[CentOS] C7, encryption, and clevis

m.roth at 5-cent.us m.roth at 5-cent.us
Fri Jun 8 20:26:53 UTC 2018


Valeri Galtsev wrote:
> On 06/08/18 13:48, m.roth at 5-cent.us wrote:
>> Frank Cox wrote:
>>>>> so if it would work, replace shortname with short and short1?
>>>
>>> With all of this hokey-pokey surrounding licensing and mac addresses, I
>>> wonder if this outfit is actually still in compliance with the terms of
>>> their license for this software, whatever it may be?
>>>
>>> If the software licensed to run only on Machine X and Machine X has now
>>> been junked and replace by Machine Y,  then isn't the solution to
>>> obtain a license for the software for Machine Y or be out-of compliance
>>> regardless of the technical ability to spoof whatever it's looking for?
>
> Frank, I 100% agree with you. The only case with spoofed MAC address and
> license that may have chance to stand in court will be if all below are
> true:
>
> 1. the company issued perpetual license.
> 2. the company does not exist
> 3. the original hardware died (be it motherboard whose embedded NIC
> license was locked to or network card)
> 4. single replacement machine (meeting requirements of license;
> sometimes it is number of CPUs/cores, memory, etc) is used to replace it
> [imminently needing to spoof MAC address]
> 5. fair effort was made to find and notify about the above whoever
> inherited rights of dissolved company
>
> But I bet the lawyer can find flaws in what I tried to say.

Both users' old workstations were at least 6 years old, maybe more. They
got surplused (I'm the one who did that). So it's only on the two machines
that the licenses were for.
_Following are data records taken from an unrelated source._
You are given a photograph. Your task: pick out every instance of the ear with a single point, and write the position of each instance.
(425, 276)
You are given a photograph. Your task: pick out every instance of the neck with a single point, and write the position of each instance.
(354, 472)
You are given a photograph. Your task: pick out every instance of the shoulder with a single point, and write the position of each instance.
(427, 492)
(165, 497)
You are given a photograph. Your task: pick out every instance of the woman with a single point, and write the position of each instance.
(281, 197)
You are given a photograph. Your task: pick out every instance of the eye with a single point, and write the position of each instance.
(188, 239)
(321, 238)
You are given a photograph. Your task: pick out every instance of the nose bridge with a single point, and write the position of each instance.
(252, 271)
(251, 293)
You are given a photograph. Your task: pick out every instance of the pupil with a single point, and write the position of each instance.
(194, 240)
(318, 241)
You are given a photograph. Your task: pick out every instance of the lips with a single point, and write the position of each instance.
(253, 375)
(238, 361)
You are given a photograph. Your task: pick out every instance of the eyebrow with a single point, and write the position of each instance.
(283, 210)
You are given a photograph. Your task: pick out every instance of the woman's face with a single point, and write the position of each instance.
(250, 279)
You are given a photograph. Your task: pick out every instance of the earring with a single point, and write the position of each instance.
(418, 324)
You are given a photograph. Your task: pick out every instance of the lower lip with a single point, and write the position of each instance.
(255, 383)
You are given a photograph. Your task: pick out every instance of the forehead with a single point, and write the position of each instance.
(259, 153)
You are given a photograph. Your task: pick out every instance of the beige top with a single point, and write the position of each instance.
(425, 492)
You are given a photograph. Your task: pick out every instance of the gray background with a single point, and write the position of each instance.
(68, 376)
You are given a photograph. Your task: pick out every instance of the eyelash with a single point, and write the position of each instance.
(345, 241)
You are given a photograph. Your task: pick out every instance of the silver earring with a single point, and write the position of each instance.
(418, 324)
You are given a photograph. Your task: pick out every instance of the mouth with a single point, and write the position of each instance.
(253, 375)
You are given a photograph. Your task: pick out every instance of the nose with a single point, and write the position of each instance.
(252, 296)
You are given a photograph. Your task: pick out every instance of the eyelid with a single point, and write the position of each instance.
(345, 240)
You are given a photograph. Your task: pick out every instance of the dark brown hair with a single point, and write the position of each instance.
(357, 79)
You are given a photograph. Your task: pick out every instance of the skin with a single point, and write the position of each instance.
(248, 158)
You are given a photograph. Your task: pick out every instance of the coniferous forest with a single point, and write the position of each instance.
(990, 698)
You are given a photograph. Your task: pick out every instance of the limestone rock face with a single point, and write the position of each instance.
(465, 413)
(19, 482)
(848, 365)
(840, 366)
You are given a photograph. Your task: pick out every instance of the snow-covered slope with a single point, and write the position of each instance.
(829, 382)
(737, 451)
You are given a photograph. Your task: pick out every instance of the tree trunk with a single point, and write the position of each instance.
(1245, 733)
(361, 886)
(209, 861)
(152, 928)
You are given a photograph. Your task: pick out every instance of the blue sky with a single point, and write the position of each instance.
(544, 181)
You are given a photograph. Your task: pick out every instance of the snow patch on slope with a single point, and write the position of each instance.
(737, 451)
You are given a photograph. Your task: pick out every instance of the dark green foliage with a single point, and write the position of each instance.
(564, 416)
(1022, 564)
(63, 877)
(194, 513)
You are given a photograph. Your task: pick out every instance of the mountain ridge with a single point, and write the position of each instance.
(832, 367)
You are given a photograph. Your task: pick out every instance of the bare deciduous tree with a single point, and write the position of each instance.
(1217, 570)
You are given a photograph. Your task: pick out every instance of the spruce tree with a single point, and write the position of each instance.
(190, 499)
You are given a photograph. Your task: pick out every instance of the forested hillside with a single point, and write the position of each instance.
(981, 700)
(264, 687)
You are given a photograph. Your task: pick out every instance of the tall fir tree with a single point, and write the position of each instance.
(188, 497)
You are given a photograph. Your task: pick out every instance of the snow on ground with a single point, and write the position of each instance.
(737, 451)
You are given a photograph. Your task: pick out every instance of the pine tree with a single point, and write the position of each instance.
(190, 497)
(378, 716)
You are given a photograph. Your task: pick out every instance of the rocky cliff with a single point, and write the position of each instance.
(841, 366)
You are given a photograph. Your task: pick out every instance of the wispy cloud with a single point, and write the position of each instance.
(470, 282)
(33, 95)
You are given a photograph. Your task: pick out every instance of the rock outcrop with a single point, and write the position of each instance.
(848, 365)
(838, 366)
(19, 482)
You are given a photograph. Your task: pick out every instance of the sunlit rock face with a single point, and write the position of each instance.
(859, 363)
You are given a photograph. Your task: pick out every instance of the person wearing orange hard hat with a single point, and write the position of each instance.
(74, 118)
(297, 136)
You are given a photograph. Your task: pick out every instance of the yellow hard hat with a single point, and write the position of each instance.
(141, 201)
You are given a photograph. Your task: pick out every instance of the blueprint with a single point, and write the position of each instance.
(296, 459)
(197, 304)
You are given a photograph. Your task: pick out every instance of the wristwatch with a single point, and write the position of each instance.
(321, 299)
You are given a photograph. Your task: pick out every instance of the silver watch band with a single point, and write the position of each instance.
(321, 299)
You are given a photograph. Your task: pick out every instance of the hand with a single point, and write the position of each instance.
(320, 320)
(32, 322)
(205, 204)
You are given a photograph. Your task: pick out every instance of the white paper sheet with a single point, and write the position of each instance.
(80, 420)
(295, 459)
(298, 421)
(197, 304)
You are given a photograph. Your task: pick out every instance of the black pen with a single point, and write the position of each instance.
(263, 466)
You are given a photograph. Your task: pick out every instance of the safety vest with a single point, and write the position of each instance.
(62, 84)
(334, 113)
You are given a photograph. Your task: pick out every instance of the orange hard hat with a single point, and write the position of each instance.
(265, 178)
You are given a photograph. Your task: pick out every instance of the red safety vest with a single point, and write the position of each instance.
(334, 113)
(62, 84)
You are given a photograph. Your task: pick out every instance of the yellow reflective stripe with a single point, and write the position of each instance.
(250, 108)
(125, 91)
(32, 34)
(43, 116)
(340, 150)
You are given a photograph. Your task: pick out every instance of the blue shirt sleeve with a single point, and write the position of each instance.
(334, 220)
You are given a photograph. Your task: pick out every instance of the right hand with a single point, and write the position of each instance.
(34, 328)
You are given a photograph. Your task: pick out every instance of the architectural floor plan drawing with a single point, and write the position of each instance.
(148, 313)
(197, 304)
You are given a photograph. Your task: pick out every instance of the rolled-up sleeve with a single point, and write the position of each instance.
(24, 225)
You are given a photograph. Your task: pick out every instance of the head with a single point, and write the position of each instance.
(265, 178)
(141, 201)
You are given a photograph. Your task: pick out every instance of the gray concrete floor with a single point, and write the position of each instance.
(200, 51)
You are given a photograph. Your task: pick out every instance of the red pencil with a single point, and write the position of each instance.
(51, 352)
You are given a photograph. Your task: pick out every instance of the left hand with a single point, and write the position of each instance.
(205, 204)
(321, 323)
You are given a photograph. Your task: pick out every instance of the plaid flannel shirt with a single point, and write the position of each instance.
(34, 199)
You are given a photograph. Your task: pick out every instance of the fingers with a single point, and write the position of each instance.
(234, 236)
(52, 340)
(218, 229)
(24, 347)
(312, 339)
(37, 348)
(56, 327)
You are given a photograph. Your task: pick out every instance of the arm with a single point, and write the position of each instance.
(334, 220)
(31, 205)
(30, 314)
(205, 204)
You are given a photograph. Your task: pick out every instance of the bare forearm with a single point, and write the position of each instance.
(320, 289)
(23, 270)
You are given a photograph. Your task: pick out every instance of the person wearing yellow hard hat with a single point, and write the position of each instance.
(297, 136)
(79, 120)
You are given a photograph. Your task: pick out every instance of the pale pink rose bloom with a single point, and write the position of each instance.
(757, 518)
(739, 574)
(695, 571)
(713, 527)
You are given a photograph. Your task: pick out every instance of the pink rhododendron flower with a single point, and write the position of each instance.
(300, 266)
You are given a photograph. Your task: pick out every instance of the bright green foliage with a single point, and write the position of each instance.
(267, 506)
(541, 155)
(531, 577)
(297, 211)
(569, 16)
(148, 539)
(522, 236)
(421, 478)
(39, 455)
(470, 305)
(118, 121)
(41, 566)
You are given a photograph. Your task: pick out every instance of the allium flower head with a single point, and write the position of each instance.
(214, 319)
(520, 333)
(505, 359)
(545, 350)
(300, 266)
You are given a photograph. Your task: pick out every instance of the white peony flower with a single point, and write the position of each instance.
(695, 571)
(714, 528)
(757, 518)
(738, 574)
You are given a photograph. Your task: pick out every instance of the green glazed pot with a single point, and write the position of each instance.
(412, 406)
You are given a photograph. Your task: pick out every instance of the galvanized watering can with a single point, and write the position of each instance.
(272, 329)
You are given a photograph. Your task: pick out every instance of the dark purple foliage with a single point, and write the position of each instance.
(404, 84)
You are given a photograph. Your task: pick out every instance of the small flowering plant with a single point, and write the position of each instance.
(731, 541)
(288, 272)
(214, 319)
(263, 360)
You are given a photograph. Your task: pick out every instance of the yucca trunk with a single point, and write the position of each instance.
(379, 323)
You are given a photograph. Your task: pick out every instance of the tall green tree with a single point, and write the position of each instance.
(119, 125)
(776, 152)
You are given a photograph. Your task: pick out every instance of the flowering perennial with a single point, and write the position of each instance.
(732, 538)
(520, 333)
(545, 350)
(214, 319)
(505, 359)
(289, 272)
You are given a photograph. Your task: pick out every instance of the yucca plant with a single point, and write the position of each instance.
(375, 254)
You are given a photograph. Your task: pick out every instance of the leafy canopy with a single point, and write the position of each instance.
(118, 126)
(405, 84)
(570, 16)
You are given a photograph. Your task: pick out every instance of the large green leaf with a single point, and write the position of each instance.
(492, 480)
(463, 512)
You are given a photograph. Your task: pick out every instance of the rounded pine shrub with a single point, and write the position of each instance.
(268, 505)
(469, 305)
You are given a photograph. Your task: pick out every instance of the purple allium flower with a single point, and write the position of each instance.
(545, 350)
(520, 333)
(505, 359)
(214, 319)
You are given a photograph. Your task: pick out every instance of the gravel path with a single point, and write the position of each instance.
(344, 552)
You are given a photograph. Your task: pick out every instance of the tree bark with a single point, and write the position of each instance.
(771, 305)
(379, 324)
But.... I assume it was very expensive when
they bought it.
>
> On a similar note: one of the companies whose software scientists here
> were using a lot (IDL is a product) changed hand several times, and last
> owner changed licensing terms and stopped signing perpetual licenses.
> With perpetual license you were able to keep upgrading software during
> support period, usually 1 year, and keep using last version later
> forever only you are locked to that older version. They stopped signing
> perpetual licenses, and made it "software for rent" with 1 year rent
> term. When that happened I recommended all our people to avoid using IDL
> in new projects (python was my recommendation as fair replacement - just
> what I know, not that I consider it better than other alternatives). As
> a programmer (former I should say, as I don't put my dirty hands into
> code lately, almost not) I wouldn't invest my time into mastering
> something that I not necessarily will have access to at some point in a
> future...

Yeah. We have a number of folks here using R, and fewer still using Matlab.